Trouver les financements
En comparaison des efforts que doivent fournir les autres secteurs d’activité (transports, logement…) les exigences que Bruxelles et Paris demandent aux agriculteurs peuvent paraître moindre. Mais les marges de manœuvre ne sont pas extensibles car on peut considérer que ces émissions sont essentielles pour se nourrir. Ce qui inquiète et énerve le plus les éleveurs, ce sont les demandes contradictoires des politiques français et européens. L’exemple le plus flagrant est celui du ratio prairies. D’un côté les pouvoirs publics demandent de réduire l’élevage surtout bovin gros émetteur de méthane, notamment en faisant évoluer les régimes alimentaires et de l’autre, ces mêmes dirigeants exigent de maintenir des prairies qui permettent de stocker du carbone et de préserver la biodiversité. Certains objectifs paraissent irréalisables de l’aveu des intervenants et des éleveurs : notamment celui d’aller vers 21 % de surfaces en agriculture biologique en France d’ici 6 ans*. Car aujourd’hui, le bio ne paie plus. Il faut surtout trouver et chiffrer le coût global de cette transition. « C’est en cours », assure Mathieu Velghe. Il faudra aussi trouver les moyens financiers d’assurer cette transition qui va coûter très cher. Près de 800 millions d’euros ont été débloqués pour cette année (lire encadré). « Il faut toujours garder en tête d’avoir une rémunération pour que nous puissions faire cette transition », a expliqué Guillaume Gauthier. Ce qui suppose que les actions vertueuses des agriculteurs soient valorisées et que le consommateur consente à payer. Ce qui n’est pas le cas actuellement. Dans tous les cas « la planification écologique ne se fera pas sans les ruminants » a conclu le secrétaire général adjoint de la FNB ?

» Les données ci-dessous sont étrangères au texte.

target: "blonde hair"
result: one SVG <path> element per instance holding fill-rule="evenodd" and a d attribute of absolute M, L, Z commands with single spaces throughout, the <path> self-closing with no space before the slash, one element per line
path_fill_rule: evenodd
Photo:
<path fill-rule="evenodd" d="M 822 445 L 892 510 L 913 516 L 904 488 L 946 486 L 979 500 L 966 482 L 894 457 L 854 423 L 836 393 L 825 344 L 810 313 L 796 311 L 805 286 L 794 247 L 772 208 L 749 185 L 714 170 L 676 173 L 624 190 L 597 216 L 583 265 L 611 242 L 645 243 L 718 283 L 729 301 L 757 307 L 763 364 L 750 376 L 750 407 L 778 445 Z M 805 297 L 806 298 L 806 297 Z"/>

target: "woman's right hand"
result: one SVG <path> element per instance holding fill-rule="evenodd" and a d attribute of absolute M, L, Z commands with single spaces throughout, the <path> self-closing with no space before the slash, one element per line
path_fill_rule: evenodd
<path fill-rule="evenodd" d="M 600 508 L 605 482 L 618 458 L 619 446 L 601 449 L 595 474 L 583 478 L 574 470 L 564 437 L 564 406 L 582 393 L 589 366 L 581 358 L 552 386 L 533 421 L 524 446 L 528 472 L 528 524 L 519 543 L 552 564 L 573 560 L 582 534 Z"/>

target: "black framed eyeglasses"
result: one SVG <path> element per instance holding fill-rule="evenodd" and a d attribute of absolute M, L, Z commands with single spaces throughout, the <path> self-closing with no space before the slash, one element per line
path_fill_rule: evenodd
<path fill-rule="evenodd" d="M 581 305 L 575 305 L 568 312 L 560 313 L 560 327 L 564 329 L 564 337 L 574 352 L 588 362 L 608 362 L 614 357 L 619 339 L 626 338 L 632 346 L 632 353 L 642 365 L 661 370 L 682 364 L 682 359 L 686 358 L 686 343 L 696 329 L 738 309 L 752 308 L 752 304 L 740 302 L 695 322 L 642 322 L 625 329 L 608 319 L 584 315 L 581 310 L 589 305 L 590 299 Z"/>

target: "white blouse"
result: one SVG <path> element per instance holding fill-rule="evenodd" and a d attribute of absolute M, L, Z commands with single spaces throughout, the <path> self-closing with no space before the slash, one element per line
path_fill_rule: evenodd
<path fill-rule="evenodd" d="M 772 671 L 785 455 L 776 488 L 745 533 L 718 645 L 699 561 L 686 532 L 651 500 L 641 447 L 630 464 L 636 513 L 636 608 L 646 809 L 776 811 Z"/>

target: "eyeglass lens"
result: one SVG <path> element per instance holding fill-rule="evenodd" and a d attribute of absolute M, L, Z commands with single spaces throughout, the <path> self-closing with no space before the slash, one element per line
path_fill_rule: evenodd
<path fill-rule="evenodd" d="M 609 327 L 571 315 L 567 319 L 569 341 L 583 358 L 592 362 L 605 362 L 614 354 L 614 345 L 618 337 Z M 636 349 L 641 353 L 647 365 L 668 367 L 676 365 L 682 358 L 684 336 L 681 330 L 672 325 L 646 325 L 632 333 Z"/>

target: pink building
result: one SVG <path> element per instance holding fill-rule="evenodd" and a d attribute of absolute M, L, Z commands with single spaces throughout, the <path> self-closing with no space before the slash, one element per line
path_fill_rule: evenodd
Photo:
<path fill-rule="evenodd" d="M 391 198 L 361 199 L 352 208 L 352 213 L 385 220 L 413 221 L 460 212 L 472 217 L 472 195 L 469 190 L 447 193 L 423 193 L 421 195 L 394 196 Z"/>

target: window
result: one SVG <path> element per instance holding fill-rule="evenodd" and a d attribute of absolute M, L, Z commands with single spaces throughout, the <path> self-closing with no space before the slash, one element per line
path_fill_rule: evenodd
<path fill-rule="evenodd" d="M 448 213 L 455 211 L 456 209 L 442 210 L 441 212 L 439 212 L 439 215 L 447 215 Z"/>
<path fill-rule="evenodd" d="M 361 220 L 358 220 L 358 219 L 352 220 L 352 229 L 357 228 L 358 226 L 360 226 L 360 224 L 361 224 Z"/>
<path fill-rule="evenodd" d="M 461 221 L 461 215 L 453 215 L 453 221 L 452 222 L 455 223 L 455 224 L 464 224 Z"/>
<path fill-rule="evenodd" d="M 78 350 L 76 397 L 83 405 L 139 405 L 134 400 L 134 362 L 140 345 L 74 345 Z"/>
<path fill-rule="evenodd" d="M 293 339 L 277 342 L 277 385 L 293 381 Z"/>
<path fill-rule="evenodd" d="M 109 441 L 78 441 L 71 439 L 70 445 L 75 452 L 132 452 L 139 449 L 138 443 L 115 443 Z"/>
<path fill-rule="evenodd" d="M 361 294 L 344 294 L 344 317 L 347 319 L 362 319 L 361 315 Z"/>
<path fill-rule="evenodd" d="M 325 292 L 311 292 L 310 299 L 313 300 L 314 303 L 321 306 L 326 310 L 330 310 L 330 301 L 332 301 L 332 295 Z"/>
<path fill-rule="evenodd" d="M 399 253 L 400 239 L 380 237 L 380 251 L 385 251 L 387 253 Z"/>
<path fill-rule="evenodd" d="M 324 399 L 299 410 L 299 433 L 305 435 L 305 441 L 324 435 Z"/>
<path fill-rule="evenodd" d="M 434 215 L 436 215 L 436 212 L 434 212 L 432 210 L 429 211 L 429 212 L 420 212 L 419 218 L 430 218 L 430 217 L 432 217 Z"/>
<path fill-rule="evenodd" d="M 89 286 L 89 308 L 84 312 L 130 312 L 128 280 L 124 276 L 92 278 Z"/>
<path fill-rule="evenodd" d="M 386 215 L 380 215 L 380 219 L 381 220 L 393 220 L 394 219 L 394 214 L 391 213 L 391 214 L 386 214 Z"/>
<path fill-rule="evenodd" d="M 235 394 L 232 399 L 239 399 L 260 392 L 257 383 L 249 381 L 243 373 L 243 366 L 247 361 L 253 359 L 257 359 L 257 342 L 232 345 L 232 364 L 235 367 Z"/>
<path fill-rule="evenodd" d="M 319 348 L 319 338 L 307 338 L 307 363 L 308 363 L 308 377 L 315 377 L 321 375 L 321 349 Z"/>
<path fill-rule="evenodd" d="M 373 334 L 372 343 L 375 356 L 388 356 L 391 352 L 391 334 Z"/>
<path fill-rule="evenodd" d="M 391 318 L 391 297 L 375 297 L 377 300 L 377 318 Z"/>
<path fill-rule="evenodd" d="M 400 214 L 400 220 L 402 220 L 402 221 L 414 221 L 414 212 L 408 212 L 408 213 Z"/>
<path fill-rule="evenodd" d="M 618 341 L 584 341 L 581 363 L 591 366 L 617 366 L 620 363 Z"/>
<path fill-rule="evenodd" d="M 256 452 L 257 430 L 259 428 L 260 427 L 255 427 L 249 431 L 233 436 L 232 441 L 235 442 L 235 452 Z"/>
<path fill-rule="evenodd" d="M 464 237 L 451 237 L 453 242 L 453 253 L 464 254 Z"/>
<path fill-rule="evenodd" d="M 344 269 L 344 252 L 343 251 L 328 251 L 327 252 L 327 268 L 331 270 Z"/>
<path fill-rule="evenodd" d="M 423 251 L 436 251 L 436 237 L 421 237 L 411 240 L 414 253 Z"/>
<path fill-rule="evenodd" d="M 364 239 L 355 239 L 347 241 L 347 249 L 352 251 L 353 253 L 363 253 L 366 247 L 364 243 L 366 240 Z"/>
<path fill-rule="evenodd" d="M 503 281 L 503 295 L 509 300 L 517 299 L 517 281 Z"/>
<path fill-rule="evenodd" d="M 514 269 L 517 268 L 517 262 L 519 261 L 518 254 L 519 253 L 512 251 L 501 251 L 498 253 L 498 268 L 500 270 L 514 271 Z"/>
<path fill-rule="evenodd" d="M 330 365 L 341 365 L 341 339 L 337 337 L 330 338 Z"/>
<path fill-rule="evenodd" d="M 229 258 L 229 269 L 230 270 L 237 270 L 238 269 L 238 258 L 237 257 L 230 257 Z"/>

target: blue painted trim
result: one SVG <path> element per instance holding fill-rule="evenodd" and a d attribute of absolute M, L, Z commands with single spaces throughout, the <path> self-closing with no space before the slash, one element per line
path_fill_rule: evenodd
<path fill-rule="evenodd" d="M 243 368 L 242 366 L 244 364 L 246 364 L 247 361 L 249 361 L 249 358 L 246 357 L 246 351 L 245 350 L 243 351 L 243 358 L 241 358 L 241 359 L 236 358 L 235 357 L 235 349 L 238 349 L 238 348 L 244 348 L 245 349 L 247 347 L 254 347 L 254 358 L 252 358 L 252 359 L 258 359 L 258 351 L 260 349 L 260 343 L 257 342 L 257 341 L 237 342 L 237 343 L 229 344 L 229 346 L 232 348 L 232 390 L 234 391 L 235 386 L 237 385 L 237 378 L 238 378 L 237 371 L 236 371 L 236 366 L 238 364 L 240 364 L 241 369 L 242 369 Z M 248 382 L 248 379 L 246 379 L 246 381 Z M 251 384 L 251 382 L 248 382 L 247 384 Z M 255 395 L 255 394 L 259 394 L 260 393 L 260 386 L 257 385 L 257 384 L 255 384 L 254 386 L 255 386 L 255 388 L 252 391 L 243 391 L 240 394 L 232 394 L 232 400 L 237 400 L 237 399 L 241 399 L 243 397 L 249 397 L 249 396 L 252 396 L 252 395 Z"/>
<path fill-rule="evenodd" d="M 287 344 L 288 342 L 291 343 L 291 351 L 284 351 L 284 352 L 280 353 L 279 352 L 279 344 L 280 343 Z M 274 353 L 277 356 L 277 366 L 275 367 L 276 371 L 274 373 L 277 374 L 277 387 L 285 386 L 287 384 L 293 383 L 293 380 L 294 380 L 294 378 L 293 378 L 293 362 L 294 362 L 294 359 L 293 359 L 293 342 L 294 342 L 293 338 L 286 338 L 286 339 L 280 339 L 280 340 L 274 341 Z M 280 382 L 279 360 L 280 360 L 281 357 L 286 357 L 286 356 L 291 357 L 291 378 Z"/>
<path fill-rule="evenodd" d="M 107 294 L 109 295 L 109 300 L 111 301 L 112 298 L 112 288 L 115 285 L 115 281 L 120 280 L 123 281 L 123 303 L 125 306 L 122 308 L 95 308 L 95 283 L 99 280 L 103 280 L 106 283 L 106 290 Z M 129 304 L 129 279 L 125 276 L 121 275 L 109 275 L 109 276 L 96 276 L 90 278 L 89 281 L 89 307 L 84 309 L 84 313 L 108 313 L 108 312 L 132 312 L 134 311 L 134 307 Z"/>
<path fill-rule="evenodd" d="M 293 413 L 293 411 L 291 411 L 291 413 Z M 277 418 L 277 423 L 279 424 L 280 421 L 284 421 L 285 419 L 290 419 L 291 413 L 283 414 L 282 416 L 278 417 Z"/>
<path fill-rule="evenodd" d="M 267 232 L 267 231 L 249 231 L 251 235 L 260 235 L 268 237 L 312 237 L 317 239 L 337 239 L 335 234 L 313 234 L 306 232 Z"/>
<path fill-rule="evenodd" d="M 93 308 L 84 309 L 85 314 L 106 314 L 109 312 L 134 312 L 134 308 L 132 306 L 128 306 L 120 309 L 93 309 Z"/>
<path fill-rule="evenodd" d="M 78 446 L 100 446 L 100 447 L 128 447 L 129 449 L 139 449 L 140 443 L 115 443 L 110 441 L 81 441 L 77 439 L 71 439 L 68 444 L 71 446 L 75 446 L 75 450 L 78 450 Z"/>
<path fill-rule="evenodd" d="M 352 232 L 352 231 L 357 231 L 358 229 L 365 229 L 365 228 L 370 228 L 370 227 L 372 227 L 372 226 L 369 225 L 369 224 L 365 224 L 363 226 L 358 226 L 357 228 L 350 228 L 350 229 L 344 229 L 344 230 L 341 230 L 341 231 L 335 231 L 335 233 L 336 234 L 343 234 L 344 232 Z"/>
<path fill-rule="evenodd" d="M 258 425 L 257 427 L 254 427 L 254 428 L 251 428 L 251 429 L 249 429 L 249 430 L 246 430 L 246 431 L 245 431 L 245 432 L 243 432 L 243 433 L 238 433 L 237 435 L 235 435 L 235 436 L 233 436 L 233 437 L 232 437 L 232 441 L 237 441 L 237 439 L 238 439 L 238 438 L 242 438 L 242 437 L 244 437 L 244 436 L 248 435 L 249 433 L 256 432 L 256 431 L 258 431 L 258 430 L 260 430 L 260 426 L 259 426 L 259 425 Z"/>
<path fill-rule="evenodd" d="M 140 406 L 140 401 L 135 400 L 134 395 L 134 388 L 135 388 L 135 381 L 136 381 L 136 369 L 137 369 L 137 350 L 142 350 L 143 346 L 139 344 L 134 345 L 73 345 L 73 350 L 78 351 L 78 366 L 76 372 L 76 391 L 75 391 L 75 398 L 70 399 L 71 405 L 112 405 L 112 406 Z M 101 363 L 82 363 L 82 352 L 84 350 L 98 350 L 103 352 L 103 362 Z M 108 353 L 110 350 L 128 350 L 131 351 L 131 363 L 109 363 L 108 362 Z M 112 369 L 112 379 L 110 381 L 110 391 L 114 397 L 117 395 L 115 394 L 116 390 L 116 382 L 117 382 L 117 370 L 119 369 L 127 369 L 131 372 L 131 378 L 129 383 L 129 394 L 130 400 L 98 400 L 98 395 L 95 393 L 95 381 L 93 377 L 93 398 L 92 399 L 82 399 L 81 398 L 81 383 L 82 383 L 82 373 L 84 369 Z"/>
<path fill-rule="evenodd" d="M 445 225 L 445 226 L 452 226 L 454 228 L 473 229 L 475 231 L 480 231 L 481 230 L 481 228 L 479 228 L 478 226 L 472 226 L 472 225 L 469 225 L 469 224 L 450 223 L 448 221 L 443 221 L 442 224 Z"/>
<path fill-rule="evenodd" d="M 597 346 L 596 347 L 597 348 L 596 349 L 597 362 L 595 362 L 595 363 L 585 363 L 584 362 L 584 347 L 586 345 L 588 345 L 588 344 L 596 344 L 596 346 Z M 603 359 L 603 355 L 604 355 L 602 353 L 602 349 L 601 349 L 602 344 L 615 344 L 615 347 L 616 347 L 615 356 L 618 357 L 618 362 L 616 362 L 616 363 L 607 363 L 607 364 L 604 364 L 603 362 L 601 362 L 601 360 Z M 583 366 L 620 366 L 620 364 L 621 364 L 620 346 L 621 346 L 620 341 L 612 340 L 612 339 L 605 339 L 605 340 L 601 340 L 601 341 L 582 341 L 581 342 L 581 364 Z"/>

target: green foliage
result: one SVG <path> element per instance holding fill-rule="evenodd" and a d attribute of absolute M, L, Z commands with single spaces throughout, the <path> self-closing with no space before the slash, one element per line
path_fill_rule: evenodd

(*) Aujourd’hui, la France est à 15 %
Près de 800 millions d’euros (M€) pour 2024
Ce sont 782 M€ qui ont été débloqués en 2024 pour le seul secteur agricole afin d’accompagner la transition écologique.
– 110 M€ au titre du plan « Haies »
– 100 M€ pour le plan « Protéines »
– 10 M€ pour l’agriculture biologique
– 32 M€ pour la mesure « Diagnostics »
– 250 M€ pour le fonds « Phyto »
– 80 M€ pour la « décarbonation de l’agriculture et la filière forestière »
– 200 M€ pour le « fonds en faveur de la souveraineté et des transitions ».